Vista en retrospectiva, esta fijación con los años treinta no deja de ser intrigante, si tenemos en cuenta que la II República fue, para empezar, un régimen sobrevenido como consecuencia de que los viejos caciques de la Restauración pensaron que unas elecciones municipales siempre serían más controlables que unas legislativas, sin percatarse de que la Dictadura de Primo de Rivera abocaba a una crisis de legitimación de la Monarquía. Pese a que los monárquicos ganaron las elecciones a nivel nacional (debido al predominio del medio rural), fueron los nuevos republicanos desencantados con la Monarquía los que aprovecharon el vacío de poder creado en las capitales para dar un golpe de mano con la anuencia de la Guardia Civil, mientras los viejos republicanos y buena parte de los socialistas (partidarios de esperar a unas elecciones legislativas) se sentían atemorizados ante una posible reacción militar. Por otra parte, el mismo día de proclamación de la República los representantes catalanes traicionaron el Pacto de San Sebastián que habían firmado unos meses antes, desarmando el proyecto republicano (la “colchoneta” a la que apelaba Miguel Maura), como adelanto de lo que ocurriría años después con el Estatuto de Autonomía, asimismo traicionado en octubre del 34.

¿Cuál era el papel de los socialistas en todo esto? Dado que la población urbana era eminentemente proletaria y que los socialistas habían mejorado sensiblemente su implantación durante la Dictadura, los socialistas eran los encargados de proporcionar los votos que el radicalismo pequeño burgués de Azaña no podía conseguir entre las todavía incipientes clases medias de entonces. De ahí la división de tareas en el seno de la conjunción, en virtud de la cual los socialistas ponían su representación parlamentaria al servicio de un proyecto voluble (no hay más que comparar el Diario de Sesiones con el dietario de Azaña) que la facundia de Azaña hacía pasar por un plan de reinvención nacional. Solo había dos problemas: por un lado, ninguna de las reformas prometidas funcionó como se esperaba, fuera por incompetencia o por falta de recursos. Por otro, Azaña confundía la ética de las convicciones y la ética de la responsabilidad (Max Weber no era todavía lectura recomendada en España), de forma que su doctrinarismo le metía en callejones sin salida. A primera vista, pueden parecer cosas distintas, pero en realidad los dos problemas estaban relacionados. El primero era consecuencia de lo que el economista Juan Velarde ha llamado la “política zombie” de Azaña, algo que no debería extrañar si tenemos en cuenta que el conocimiento que tenía Azaña de la realidad socioeconómica del país era mayormente literario.
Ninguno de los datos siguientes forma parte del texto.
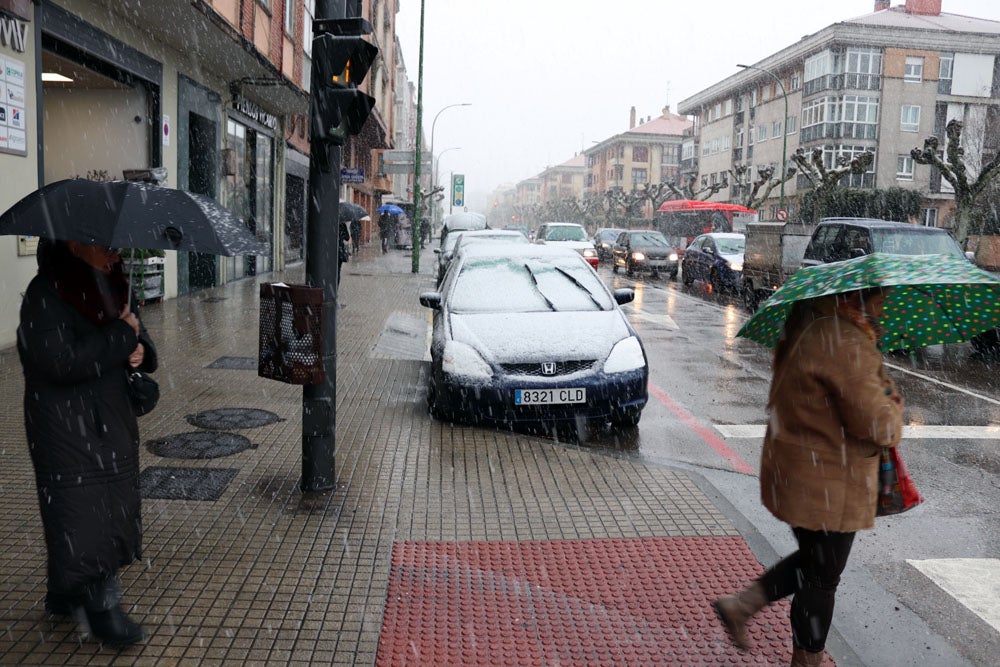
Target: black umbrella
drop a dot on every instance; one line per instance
(129, 214)
(351, 212)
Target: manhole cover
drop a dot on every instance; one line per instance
(224, 419)
(235, 363)
(185, 483)
(198, 445)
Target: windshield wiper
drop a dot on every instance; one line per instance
(576, 282)
(534, 281)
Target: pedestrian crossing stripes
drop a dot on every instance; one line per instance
(911, 432)
(975, 582)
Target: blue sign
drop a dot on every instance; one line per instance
(352, 175)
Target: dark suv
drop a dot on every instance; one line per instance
(836, 239)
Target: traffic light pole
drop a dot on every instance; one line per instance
(319, 415)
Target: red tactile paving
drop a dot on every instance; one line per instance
(573, 602)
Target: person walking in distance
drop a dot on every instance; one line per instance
(77, 340)
(832, 408)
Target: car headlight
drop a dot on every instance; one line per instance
(625, 356)
(463, 361)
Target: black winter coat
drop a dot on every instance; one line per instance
(82, 434)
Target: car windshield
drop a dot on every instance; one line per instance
(912, 242)
(649, 239)
(566, 233)
(530, 284)
(730, 246)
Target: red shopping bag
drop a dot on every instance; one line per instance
(896, 490)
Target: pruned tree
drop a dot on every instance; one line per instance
(954, 169)
(757, 191)
(826, 180)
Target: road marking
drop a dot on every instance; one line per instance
(913, 431)
(975, 582)
(704, 432)
(944, 384)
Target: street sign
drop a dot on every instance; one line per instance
(352, 175)
(458, 190)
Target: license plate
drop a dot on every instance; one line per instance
(549, 396)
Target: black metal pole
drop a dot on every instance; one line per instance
(319, 420)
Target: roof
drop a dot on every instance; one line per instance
(668, 123)
(897, 17)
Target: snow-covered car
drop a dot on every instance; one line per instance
(456, 241)
(567, 235)
(528, 333)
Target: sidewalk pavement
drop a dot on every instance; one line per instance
(440, 544)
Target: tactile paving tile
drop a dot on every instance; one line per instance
(573, 602)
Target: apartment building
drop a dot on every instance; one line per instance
(883, 82)
(215, 92)
(648, 152)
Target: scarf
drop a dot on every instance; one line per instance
(98, 296)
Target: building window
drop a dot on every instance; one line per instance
(928, 217)
(904, 168)
(290, 18)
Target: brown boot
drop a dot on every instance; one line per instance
(736, 609)
(804, 658)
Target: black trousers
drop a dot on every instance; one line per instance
(811, 575)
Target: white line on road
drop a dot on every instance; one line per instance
(914, 431)
(975, 582)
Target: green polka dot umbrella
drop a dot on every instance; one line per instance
(934, 298)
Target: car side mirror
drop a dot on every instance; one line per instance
(624, 295)
(431, 300)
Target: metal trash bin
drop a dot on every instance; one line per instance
(291, 334)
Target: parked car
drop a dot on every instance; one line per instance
(604, 240)
(644, 250)
(717, 258)
(532, 334)
(835, 239)
(567, 235)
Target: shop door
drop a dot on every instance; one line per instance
(201, 179)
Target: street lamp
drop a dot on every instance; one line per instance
(784, 128)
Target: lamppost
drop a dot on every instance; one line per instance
(784, 128)
(437, 163)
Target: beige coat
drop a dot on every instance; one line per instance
(829, 414)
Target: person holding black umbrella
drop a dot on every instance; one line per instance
(78, 340)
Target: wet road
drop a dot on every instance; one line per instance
(708, 390)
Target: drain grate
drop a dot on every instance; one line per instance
(198, 445)
(224, 419)
(185, 483)
(235, 363)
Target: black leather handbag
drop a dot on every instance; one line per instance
(143, 392)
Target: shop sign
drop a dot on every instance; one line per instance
(254, 111)
(12, 33)
(13, 116)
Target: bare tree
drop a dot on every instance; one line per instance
(954, 169)
(759, 190)
(824, 180)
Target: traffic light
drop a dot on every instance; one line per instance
(340, 63)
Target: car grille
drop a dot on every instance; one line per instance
(537, 369)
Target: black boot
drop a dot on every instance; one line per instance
(61, 604)
(112, 626)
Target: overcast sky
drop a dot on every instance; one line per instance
(547, 78)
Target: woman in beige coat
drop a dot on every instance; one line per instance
(831, 410)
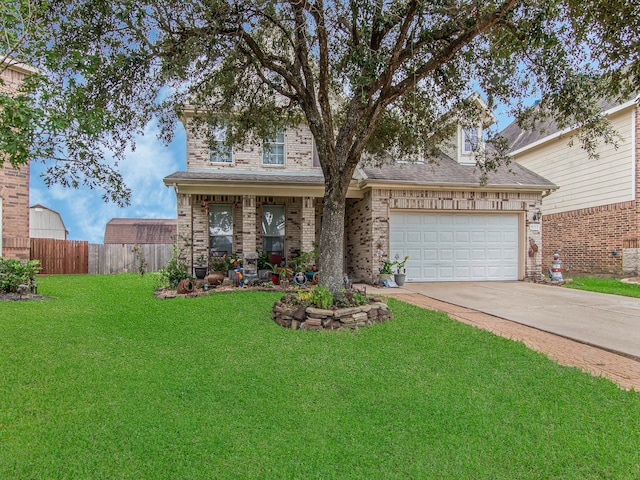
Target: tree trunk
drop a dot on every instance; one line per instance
(332, 236)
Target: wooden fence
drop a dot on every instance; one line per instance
(117, 258)
(60, 256)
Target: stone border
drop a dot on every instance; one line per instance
(311, 318)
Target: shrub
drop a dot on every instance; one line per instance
(175, 270)
(15, 272)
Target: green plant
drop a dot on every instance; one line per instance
(138, 374)
(234, 260)
(201, 260)
(400, 264)
(218, 264)
(263, 260)
(322, 297)
(140, 261)
(175, 270)
(16, 272)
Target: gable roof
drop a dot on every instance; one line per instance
(140, 230)
(519, 139)
(447, 173)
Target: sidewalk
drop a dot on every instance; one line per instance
(596, 361)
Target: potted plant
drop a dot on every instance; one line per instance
(217, 266)
(386, 271)
(400, 275)
(200, 267)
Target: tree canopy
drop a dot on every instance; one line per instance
(371, 78)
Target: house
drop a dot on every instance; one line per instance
(593, 219)
(46, 223)
(140, 230)
(14, 183)
(269, 198)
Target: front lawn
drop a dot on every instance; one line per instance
(105, 381)
(605, 285)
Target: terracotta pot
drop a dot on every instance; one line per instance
(185, 286)
(215, 278)
(200, 271)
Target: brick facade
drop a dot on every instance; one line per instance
(587, 238)
(298, 153)
(368, 222)
(14, 194)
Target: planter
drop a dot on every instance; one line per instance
(215, 278)
(200, 271)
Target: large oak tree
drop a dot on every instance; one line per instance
(371, 78)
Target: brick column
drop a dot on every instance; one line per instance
(308, 214)
(185, 228)
(249, 233)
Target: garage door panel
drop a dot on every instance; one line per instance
(455, 247)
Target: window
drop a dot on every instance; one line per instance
(316, 157)
(273, 219)
(273, 150)
(220, 229)
(471, 139)
(222, 152)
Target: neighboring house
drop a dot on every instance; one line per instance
(46, 223)
(140, 230)
(269, 198)
(593, 219)
(14, 184)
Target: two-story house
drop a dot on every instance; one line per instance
(269, 198)
(593, 219)
(14, 183)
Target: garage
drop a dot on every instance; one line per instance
(456, 246)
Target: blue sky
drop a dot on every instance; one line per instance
(85, 214)
(83, 210)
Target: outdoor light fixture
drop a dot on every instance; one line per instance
(537, 215)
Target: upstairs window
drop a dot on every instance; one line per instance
(471, 139)
(220, 230)
(273, 150)
(221, 153)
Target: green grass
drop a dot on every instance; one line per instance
(605, 285)
(105, 381)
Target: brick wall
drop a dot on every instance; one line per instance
(14, 192)
(298, 153)
(368, 222)
(587, 238)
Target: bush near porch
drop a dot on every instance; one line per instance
(105, 381)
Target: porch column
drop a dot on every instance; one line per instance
(249, 233)
(308, 223)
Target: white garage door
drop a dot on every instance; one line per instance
(456, 246)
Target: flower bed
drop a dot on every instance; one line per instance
(291, 315)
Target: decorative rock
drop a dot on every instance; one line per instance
(289, 315)
(299, 313)
(343, 312)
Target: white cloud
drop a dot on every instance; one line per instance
(84, 212)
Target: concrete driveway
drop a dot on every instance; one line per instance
(611, 322)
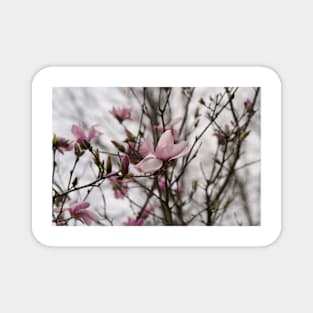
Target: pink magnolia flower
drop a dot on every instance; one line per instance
(169, 126)
(165, 150)
(221, 139)
(248, 104)
(148, 209)
(162, 183)
(81, 135)
(79, 211)
(63, 144)
(124, 164)
(119, 186)
(134, 222)
(121, 114)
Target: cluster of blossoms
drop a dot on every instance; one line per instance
(145, 154)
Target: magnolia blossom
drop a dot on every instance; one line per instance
(134, 222)
(221, 139)
(119, 186)
(81, 135)
(139, 221)
(79, 211)
(165, 150)
(162, 183)
(122, 114)
(169, 126)
(63, 144)
(248, 104)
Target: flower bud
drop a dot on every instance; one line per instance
(109, 165)
(124, 164)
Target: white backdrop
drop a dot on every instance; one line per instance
(38, 279)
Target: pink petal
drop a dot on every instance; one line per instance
(167, 150)
(90, 215)
(173, 122)
(80, 206)
(138, 222)
(147, 147)
(93, 133)
(78, 132)
(149, 164)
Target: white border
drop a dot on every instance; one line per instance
(262, 235)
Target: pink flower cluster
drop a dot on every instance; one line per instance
(63, 145)
(169, 126)
(165, 150)
(79, 212)
(122, 114)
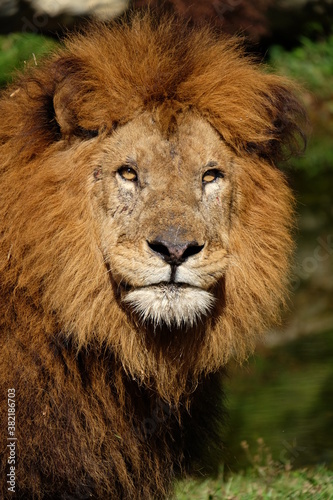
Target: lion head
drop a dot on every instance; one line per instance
(141, 207)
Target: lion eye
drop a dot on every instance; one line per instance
(128, 173)
(211, 175)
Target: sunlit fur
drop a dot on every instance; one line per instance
(89, 375)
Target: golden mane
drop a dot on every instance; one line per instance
(55, 288)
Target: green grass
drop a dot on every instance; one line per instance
(304, 484)
(16, 50)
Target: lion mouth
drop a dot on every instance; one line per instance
(172, 304)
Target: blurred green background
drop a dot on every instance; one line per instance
(284, 394)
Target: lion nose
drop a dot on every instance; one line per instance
(175, 253)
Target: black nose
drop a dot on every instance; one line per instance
(175, 253)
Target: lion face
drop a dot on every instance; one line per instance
(142, 209)
(164, 205)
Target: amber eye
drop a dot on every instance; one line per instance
(211, 175)
(127, 173)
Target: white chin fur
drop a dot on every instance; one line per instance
(171, 305)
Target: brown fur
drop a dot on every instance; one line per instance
(108, 406)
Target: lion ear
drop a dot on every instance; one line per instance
(289, 123)
(64, 114)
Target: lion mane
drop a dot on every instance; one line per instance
(116, 397)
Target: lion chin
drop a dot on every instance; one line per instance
(171, 304)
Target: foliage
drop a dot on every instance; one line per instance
(270, 482)
(311, 65)
(16, 50)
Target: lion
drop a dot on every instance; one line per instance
(145, 240)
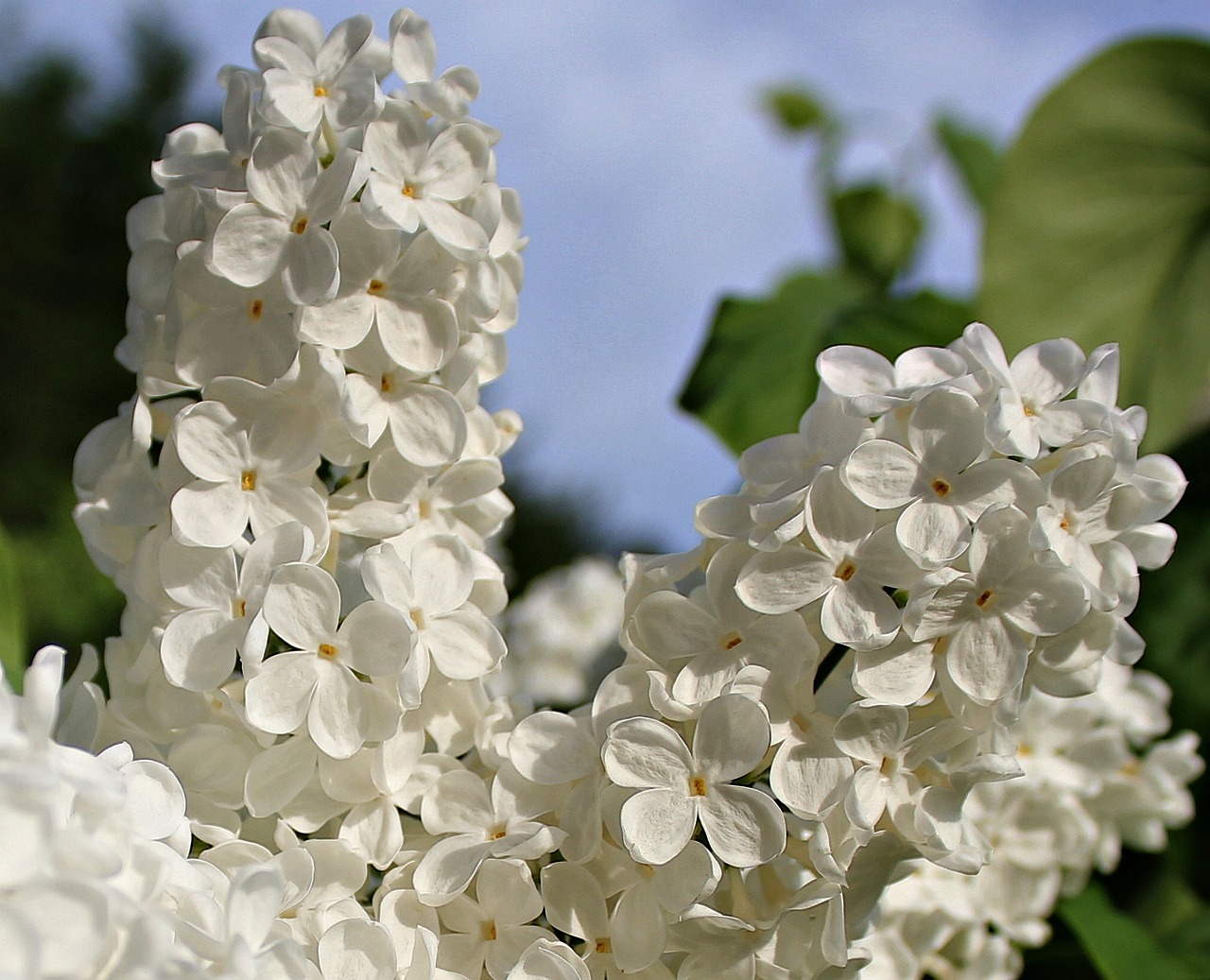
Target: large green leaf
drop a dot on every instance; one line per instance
(1118, 946)
(1098, 227)
(12, 617)
(756, 376)
(973, 156)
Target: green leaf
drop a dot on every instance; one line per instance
(973, 156)
(756, 376)
(12, 616)
(877, 232)
(795, 109)
(1117, 945)
(1098, 227)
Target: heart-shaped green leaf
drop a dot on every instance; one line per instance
(1098, 227)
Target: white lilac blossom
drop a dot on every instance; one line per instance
(894, 672)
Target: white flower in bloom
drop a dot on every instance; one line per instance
(264, 475)
(856, 559)
(851, 686)
(315, 683)
(493, 929)
(281, 229)
(991, 615)
(868, 384)
(558, 630)
(433, 590)
(415, 180)
(679, 788)
(938, 478)
(223, 607)
(337, 82)
(480, 827)
(388, 290)
(1031, 409)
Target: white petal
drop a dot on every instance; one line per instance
(427, 425)
(657, 824)
(277, 698)
(357, 950)
(463, 644)
(986, 660)
(882, 473)
(785, 579)
(642, 751)
(247, 245)
(742, 824)
(731, 738)
(302, 605)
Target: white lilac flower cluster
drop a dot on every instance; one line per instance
(297, 501)
(1094, 777)
(561, 631)
(824, 692)
(298, 505)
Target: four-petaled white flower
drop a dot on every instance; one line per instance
(678, 788)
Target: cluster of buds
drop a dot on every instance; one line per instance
(830, 694)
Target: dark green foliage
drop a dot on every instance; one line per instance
(755, 374)
(1098, 228)
(12, 615)
(72, 168)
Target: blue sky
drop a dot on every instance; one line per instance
(652, 185)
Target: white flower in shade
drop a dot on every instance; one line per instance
(414, 57)
(221, 613)
(433, 588)
(938, 477)
(357, 948)
(575, 903)
(1031, 409)
(560, 629)
(808, 773)
(282, 227)
(993, 615)
(337, 82)
(651, 897)
(856, 559)
(229, 329)
(777, 473)
(315, 683)
(415, 180)
(678, 788)
(242, 934)
(1075, 529)
(441, 502)
(263, 475)
(549, 961)
(480, 827)
(492, 931)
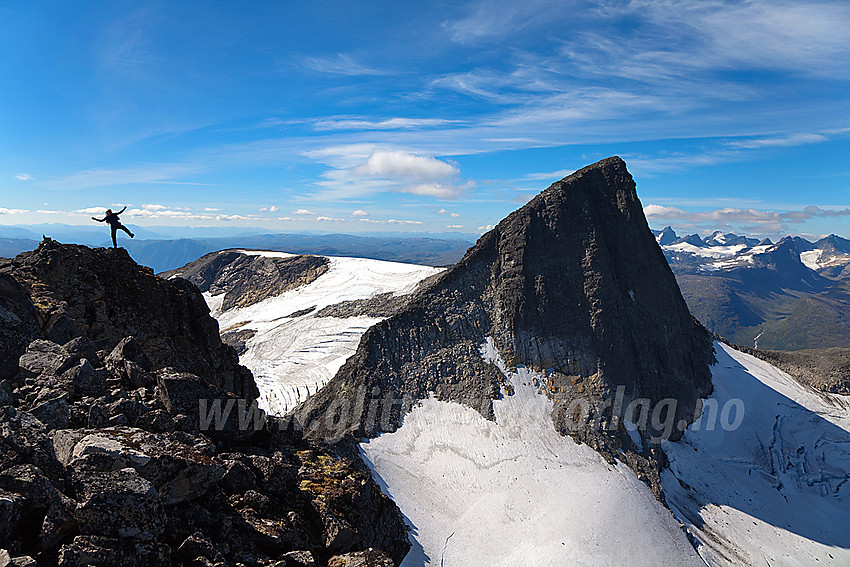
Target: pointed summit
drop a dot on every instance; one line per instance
(667, 236)
(573, 282)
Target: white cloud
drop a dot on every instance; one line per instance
(360, 169)
(159, 173)
(228, 218)
(92, 210)
(155, 212)
(399, 164)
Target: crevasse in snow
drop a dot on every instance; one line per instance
(292, 357)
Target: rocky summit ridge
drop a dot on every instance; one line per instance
(573, 283)
(107, 459)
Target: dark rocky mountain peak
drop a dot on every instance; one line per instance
(833, 243)
(573, 282)
(693, 239)
(246, 279)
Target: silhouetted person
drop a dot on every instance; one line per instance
(114, 224)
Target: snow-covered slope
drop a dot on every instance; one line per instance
(775, 490)
(292, 357)
(515, 492)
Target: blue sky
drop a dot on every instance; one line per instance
(423, 117)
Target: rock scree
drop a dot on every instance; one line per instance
(105, 457)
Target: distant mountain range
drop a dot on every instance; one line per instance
(788, 295)
(167, 254)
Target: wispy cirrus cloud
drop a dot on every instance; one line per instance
(340, 64)
(790, 140)
(388, 124)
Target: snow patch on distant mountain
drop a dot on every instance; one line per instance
(514, 492)
(775, 490)
(293, 357)
(708, 252)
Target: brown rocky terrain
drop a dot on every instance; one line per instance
(106, 460)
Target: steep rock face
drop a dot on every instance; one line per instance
(574, 282)
(18, 324)
(246, 279)
(103, 295)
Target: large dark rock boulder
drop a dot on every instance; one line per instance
(19, 323)
(573, 282)
(118, 504)
(106, 457)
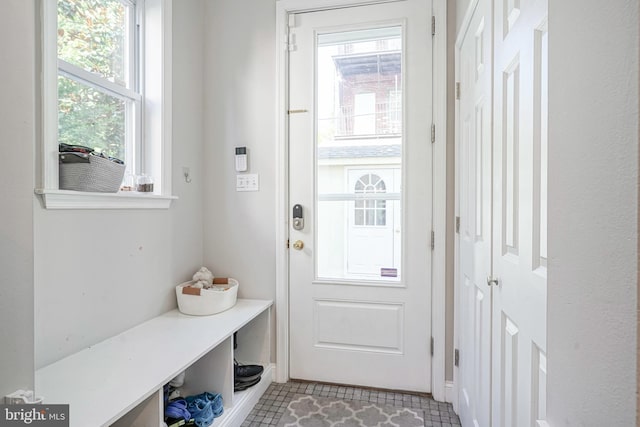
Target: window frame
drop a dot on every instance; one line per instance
(153, 147)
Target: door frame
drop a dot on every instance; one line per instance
(284, 8)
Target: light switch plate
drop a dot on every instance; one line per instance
(248, 182)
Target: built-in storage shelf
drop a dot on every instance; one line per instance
(119, 381)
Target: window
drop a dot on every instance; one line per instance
(106, 71)
(370, 212)
(99, 99)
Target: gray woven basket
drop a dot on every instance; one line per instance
(89, 173)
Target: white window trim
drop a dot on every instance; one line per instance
(156, 121)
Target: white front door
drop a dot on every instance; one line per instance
(371, 237)
(474, 208)
(520, 210)
(366, 323)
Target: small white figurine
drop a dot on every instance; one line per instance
(203, 278)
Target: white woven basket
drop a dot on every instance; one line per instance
(100, 175)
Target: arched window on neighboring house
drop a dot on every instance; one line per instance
(370, 213)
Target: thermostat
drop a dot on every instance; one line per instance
(241, 159)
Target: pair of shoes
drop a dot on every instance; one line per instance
(246, 373)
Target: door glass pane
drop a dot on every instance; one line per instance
(359, 155)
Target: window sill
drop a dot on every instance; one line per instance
(65, 199)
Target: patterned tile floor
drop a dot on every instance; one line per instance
(275, 400)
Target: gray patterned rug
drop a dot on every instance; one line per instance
(314, 411)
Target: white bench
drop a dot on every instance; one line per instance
(120, 381)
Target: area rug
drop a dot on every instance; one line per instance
(314, 411)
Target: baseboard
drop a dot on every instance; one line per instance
(448, 391)
(244, 401)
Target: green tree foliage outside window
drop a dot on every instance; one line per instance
(92, 35)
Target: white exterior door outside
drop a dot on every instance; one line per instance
(474, 207)
(520, 212)
(370, 238)
(347, 329)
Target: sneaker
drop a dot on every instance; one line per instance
(246, 373)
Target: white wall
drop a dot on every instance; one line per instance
(461, 7)
(98, 273)
(17, 137)
(239, 110)
(593, 207)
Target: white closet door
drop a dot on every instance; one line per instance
(519, 247)
(474, 180)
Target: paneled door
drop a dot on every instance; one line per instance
(360, 169)
(520, 213)
(474, 207)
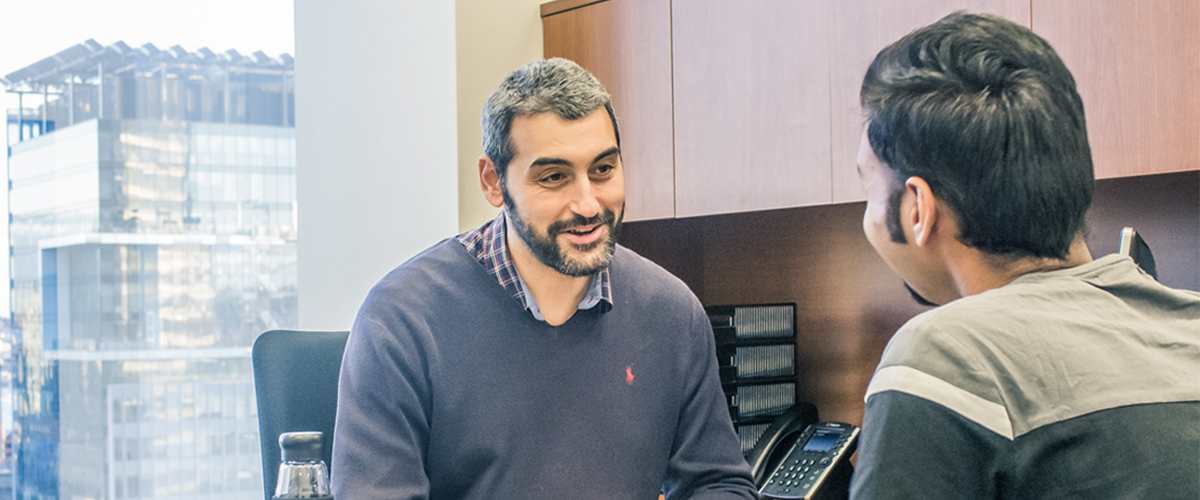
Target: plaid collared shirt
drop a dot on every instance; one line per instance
(490, 248)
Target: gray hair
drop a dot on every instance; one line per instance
(555, 85)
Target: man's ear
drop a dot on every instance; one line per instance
(490, 181)
(923, 212)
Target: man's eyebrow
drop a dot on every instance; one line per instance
(555, 161)
(606, 154)
(549, 161)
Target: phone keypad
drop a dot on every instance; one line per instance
(802, 471)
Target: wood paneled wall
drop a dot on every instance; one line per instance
(849, 302)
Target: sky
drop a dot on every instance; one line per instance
(31, 30)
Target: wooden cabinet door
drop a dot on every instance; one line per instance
(859, 30)
(627, 44)
(1137, 65)
(751, 100)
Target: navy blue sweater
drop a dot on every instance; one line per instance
(451, 390)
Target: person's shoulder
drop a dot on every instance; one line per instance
(631, 270)
(443, 265)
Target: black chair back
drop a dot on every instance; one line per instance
(295, 385)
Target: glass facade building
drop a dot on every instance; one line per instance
(153, 238)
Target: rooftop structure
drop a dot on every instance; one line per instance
(145, 83)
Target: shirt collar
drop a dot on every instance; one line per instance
(489, 245)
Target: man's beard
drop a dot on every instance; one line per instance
(552, 254)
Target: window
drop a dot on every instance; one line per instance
(153, 238)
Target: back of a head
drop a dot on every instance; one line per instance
(985, 112)
(552, 85)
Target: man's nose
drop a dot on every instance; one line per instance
(585, 202)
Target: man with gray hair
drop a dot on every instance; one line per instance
(534, 357)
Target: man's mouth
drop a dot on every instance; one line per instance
(583, 234)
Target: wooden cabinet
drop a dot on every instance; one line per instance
(760, 101)
(1137, 65)
(751, 104)
(627, 44)
(859, 30)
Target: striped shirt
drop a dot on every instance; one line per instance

De ahí, en parte, el resentimiento que tenía hacia gente como Ortega, que le trataba con desdén y le atizaba collejas dialécticas que a Azaña le volaban altas. El resultado de todo ello fue, como no podía ser de otra manera, que, al cabo del primer bienio, perdió la poca representación parlamentaria que tenía, lo que no impidió que, en lugar de hacer autocrítica, solicitase del presidente de la República la anulación de las elecciones, unas elecciones, por cierto, que fueron las primeras elecciones modernas realizadas en España, no solo por su rigor y limpieza, sino por ser las primeras con sufragio universal, tras la incorporación de las mujeres al censo.

Tampoco los socialistas estaban por la labor de hacer autocrítica, tanto más por cuanto la sombra del fascismo se alargaba inexorable sobre la escena europea, así que mejor prepararse para combatir el fascio que tratar de salvar la República burguesa, una vez que esta había pasado a manos de la derecha. Algunos todavía mantienen la idea de que la insurrección del 34 fue consecuencia de la entrada de tres ministros de la CEDA en el gobierno de Lerroux (¿de verdad podía considerarse una amenaza fascista, habida cuenta de que fueron seleccionados justamente por su republicanismo?), pero, si uno se fija en la secuencia de los hechos, es fácil percatarse de que la flecha había salido del arco un año antes.